A fourth pattern represents changes suggestive of far-advanced cirrhosis. It consists of a decreased albumin level with a moderately or considerably increased gamma-globulin level and variable degrees of incorporation of the beta peak into the gamma. The more pronounced the beta-gamma bridging becomes, the more suggestive the pattern is for cirrhosis. However, complete incorporation of the beta peak into the gamma region is actually uncommon, since it is found in only about 20% of well-established cases of cirrhosis. About 10% of cirrhotic patients have no gamma elevation at all, about 25% have mild to moderate gamma elevation without any beta-gamma bridging, about 8% have marked gamma elevation without any bridging, and about 33% have mild to moderate gamma elevation with mild to moderate beta-gamma bridging but without complete loss of the beta peak. Surprisingly, the electrophoretic pattern correlates poorly with degree of liver function abnormality. Correlation is not consistent even with microscopic findings at autopsy, although there is a tendency for more pronounced electrophoretic changes to be associated with more advanced microscopic abnormality.

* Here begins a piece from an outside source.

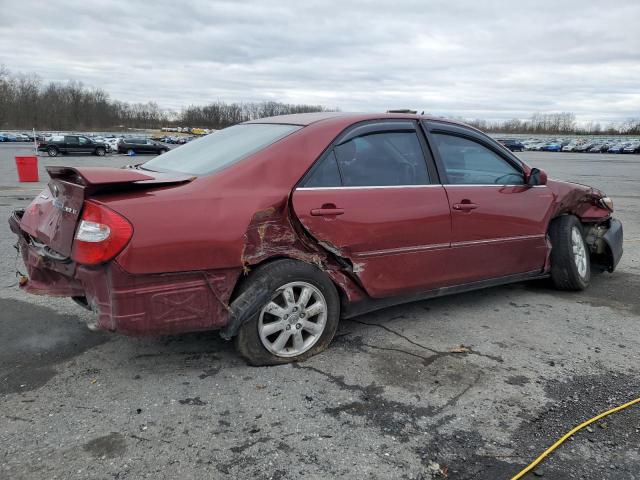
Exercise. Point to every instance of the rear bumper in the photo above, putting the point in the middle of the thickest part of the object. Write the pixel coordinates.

A fifth pattern consists of a polyclonal gamma-globulin elevation, that is, a greatly increased gamma-globulin level that involves the entire gamma zone rather than a focal area and does not have a thin spikelike appearance. There may or may not be some degree of beta-gamma bridging, but the beta peak does not totally disappear. This pattern is most often seen in some cases of cirrhosis, in patients with chronic infection, in granulomatous diseases such as sarcoidosis or far-advanced pulmonary tuberculosis, in subacute bacterial endocarditis, and certain rheumatoid-collagen diseases such as rheumatoidarthritis systemic lupus or polyarteritis nodosa.

A sixth pattern consists of hypogammaglobulinemia, defined electrophoretically as decreased gamma-globulin level, usually without very marked changes in other globulin zones. This configuration is suggestive of the light chain variant of multiple myeloma (about 20% of myeloma cases) in which Bence Jones protein is excreted into the urine without a serum myeloma protein being evident with ordinary electrophoretic techniques. Patients with a substantial degree of hypogammaglobulinemia from other causes have the same electrophoretic picture.

Finally, there is the so-called monoclonal gammopathy spike (M protein and paraprotein are synonyms). This is located in the gamma area (much less frequently in the beta and rarely in the alpha-2) and consists of a high, relatively thin spike configuration that is more homogeneous and needle shaped than the other gamma or beta elevations discussed earlier. The majority of persons with the monoclonal spike on serum electrophoresis have myeloma. However, a sizable minority do not, and these cases are divided among Waldenstrцm’s macroglobulinemia, secondary monoclonal gammopathies, and idiopathic monoclonal gammopathy (discussed later).

Certain conditions may produce globulin peaks that simulate a small- or medium-sized monoclonal peak rather closely. A configuration of this sort in the alpha-2 area may occur in the nephrotic syndrome or in conditions that produce the acute reaction pattern (the alpha-2 elevation in both cases is due to elevated haptoglobin levels). A small monoclonal-type peak in the beta area may be seen in the third trimester of normal pregnancy or in some patients with chronic iron deficiency anemia (both due to increased transferrin levels). Similar beta region peaks may be caused by the presence of fibrinogen from incompletely clotted blood, by serum free hemoglobin, or by beta-2 microglobulin elevation. In the gamma area, somewhat similar peaks (but usually not as slender and needle like) may be found in rare patients with chronic disease, most often of the granulomatous type.